|| ||ebiederm-AT-xmission.com (Eric W. Biederman) |
|| ||Theodore Tso <tytso-AT-MIT.EDU> |
|| ||Re: Detecting if you are running in a container |
|| ||Tue, 11 Oct 2011 14:16:24 -0700|
|| ||Matt Helsley <matthltc-AT-us.ibm.com>,
Lennart Poettering <mzxreary-AT-0pointer.de>,
Kay Sievers <kay.sievers-AT-vrfy.org>,
linux-kernel-AT-vger.kernel.org, harald-AT-redhat.com, david-AT-fubar.dk,
greg-AT-kroah.com, Linux Containers <containers-AT-lists.osdl.org>,
Linux Containers <lxc-devel-AT-lists.sourceforge.net>,
"Serge E. Hallyn" <serge-AT-hallyn.com>,
Daniel Lezcano <daniel.lezcano-AT-free.fr>,
Paul Menage <paul-AT-paulmenage.org>|
|| ||Article, Thread
Theodore Tso <tytso@MIT.EDU> writes:
> On Oct 11, 2011, at 2:42 AM, Eric W. Biederman wrote:
>> I am totally in favor of not starting the entire world. But just
>> like I find it convienient to loopback mount an iso image to see
>> what is on a disk image. It would be handy to be able to just
>> download a distro image and play with it, without doing anything
> Agreed, but what's wrong with firing up KVM to play with a distro
> image? Personally, I don't consider that "doing something special".

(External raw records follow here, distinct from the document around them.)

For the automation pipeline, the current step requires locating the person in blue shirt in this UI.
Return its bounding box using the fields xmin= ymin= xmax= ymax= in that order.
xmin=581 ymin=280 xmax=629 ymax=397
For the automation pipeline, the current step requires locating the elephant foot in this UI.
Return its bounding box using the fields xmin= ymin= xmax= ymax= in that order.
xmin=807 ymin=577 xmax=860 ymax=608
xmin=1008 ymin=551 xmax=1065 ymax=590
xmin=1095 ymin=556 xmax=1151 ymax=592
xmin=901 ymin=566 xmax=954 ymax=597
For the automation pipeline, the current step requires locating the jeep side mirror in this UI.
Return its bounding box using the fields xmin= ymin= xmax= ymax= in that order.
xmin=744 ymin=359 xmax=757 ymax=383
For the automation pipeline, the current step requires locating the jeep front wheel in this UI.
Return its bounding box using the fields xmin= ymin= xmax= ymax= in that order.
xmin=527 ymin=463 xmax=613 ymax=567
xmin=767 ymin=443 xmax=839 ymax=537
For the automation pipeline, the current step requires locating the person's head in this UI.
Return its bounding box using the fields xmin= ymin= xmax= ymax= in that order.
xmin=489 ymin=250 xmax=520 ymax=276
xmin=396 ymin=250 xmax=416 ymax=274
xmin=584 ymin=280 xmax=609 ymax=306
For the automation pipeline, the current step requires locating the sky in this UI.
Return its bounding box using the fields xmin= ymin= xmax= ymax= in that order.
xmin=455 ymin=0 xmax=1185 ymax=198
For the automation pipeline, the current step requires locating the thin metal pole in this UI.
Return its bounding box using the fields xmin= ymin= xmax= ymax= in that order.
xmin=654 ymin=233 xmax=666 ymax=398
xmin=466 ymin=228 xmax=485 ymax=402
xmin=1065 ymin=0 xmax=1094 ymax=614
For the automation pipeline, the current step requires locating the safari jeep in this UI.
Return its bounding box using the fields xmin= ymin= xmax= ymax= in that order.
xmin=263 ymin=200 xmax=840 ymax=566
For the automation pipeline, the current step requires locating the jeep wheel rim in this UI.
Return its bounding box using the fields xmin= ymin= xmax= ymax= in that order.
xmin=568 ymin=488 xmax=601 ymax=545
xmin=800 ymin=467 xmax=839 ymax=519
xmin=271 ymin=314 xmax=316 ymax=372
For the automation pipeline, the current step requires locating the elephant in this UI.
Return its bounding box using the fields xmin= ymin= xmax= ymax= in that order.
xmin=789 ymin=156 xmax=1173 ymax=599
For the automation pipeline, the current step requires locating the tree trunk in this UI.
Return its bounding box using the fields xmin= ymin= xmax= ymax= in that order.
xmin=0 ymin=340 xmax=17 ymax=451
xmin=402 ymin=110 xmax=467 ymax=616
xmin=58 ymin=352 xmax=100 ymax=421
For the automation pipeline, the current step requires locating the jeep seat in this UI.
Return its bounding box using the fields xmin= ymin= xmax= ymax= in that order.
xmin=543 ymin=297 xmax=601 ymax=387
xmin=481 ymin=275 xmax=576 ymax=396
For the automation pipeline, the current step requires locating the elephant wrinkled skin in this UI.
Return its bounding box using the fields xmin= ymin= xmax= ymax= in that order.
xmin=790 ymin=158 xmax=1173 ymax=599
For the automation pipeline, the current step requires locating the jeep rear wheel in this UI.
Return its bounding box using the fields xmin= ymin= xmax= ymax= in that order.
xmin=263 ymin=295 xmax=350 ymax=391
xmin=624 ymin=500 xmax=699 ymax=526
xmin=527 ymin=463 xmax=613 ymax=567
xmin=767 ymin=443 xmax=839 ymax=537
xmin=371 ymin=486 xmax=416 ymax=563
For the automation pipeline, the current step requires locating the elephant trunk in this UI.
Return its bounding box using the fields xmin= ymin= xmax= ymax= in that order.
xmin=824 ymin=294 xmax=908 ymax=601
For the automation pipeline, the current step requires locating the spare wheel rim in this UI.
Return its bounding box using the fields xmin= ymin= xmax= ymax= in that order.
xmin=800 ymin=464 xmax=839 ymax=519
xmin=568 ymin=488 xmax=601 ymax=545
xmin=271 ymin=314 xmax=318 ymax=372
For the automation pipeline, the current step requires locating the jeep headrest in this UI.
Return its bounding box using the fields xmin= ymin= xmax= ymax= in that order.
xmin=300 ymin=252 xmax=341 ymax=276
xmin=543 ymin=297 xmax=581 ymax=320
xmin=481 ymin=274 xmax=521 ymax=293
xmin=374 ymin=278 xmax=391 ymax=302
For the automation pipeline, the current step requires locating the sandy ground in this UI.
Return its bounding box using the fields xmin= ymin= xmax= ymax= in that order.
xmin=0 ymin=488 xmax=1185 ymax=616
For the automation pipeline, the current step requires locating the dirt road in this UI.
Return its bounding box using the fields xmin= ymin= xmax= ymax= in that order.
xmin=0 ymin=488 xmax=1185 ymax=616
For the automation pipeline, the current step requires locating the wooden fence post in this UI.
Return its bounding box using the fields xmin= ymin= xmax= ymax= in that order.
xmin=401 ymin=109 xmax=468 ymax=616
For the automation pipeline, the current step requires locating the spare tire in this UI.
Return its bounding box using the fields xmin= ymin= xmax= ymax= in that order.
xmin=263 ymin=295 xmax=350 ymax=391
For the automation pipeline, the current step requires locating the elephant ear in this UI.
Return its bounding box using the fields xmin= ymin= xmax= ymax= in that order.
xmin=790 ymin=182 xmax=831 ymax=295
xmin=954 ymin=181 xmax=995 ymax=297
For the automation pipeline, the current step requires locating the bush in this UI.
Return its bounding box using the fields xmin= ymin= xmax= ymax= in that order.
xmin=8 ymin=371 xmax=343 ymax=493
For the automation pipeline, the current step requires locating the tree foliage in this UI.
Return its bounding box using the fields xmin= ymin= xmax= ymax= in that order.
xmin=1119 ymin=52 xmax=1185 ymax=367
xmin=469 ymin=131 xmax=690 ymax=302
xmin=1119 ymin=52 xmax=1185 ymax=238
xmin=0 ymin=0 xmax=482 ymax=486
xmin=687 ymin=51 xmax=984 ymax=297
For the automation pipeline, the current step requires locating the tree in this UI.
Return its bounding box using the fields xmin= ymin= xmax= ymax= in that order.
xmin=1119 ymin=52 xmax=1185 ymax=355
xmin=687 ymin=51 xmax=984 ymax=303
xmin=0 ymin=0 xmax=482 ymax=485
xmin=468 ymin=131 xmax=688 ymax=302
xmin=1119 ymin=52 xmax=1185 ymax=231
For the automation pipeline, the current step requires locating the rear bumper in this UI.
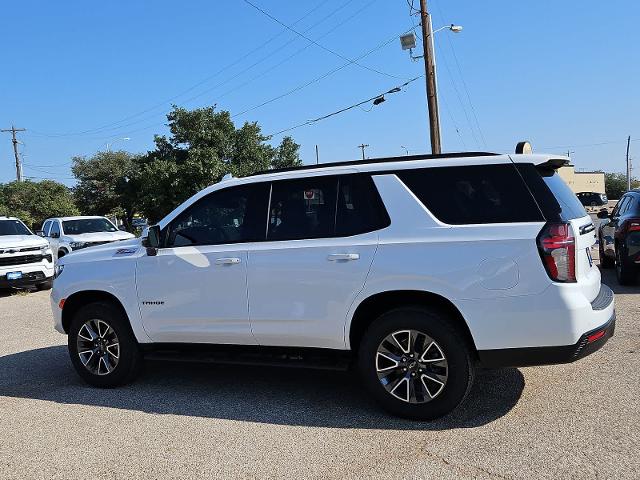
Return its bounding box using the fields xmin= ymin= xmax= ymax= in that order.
xmin=478 ymin=312 xmax=616 ymax=368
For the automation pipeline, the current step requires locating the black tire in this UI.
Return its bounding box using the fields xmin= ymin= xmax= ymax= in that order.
xmin=36 ymin=278 xmax=53 ymax=290
xmin=615 ymin=244 xmax=638 ymax=285
xmin=358 ymin=306 xmax=475 ymax=420
xmin=68 ymin=302 xmax=142 ymax=388
xmin=598 ymin=239 xmax=615 ymax=268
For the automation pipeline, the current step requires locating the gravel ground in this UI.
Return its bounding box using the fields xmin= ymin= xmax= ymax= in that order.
xmin=0 ymin=262 xmax=640 ymax=480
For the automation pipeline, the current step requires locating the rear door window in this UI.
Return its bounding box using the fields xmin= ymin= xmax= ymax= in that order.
xmin=335 ymin=175 xmax=391 ymax=237
xmin=397 ymin=164 xmax=544 ymax=225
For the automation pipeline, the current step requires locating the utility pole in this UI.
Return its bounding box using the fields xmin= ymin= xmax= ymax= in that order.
xmin=358 ymin=143 xmax=369 ymax=160
xmin=627 ymin=135 xmax=631 ymax=191
xmin=0 ymin=125 xmax=26 ymax=182
xmin=420 ymin=0 xmax=442 ymax=155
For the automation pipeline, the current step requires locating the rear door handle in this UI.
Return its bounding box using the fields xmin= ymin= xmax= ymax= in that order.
xmin=216 ymin=257 xmax=240 ymax=265
xmin=327 ymin=253 xmax=360 ymax=262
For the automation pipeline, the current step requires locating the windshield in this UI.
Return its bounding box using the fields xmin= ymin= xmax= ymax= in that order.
xmin=0 ymin=220 xmax=33 ymax=235
xmin=62 ymin=218 xmax=118 ymax=235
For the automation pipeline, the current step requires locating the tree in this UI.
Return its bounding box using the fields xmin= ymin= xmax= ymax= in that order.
xmin=71 ymin=151 xmax=141 ymax=231
xmin=139 ymin=106 xmax=302 ymax=222
xmin=0 ymin=180 xmax=79 ymax=230
xmin=604 ymin=173 xmax=640 ymax=200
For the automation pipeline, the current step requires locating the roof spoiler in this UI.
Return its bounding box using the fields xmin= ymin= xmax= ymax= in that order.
xmin=536 ymin=158 xmax=569 ymax=170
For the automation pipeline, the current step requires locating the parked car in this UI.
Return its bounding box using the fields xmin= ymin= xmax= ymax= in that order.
xmin=576 ymin=192 xmax=609 ymax=207
xmin=38 ymin=216 xmax=135 ymax=258
xmin=51 ymin=153 xmax=615 ymax=419
xmin=598 ymin=190 xmax=640 ymax=285
xmin=0 ymin=217 xmax=53 ymax=290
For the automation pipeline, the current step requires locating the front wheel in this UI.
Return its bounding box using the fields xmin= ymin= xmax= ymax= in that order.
xmin=358 ymin=306 xmax=475 ymax=420
xmin=68 ymin=302 xmax=142 ymax=388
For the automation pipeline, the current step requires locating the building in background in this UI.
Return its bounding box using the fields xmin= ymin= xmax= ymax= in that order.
xmin=558 ymin=165 xmax=605 ymax=193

Then let me flip this around and give a much more practical use case.
Testing. A very interesting number of cases involve how multiple
machines interact. You can test a lot more logical machines interacting
with containers than you can with vms. And you can test on all the
aritectures and platforms linux supports not just the handful that are
well supported by hardware virtualization.
I admit for a lot of test cases that it makes sense not to use a full
set of userspace daemons. At the same time there is not particularly
good reason to have a design that doesn't allow you to run a full
>>> Things should just work, except that
>>> processes in one container can't use more than their fair share (as
>>> dictated by policy) of memory, CPU, networking, and I/O bandwidth.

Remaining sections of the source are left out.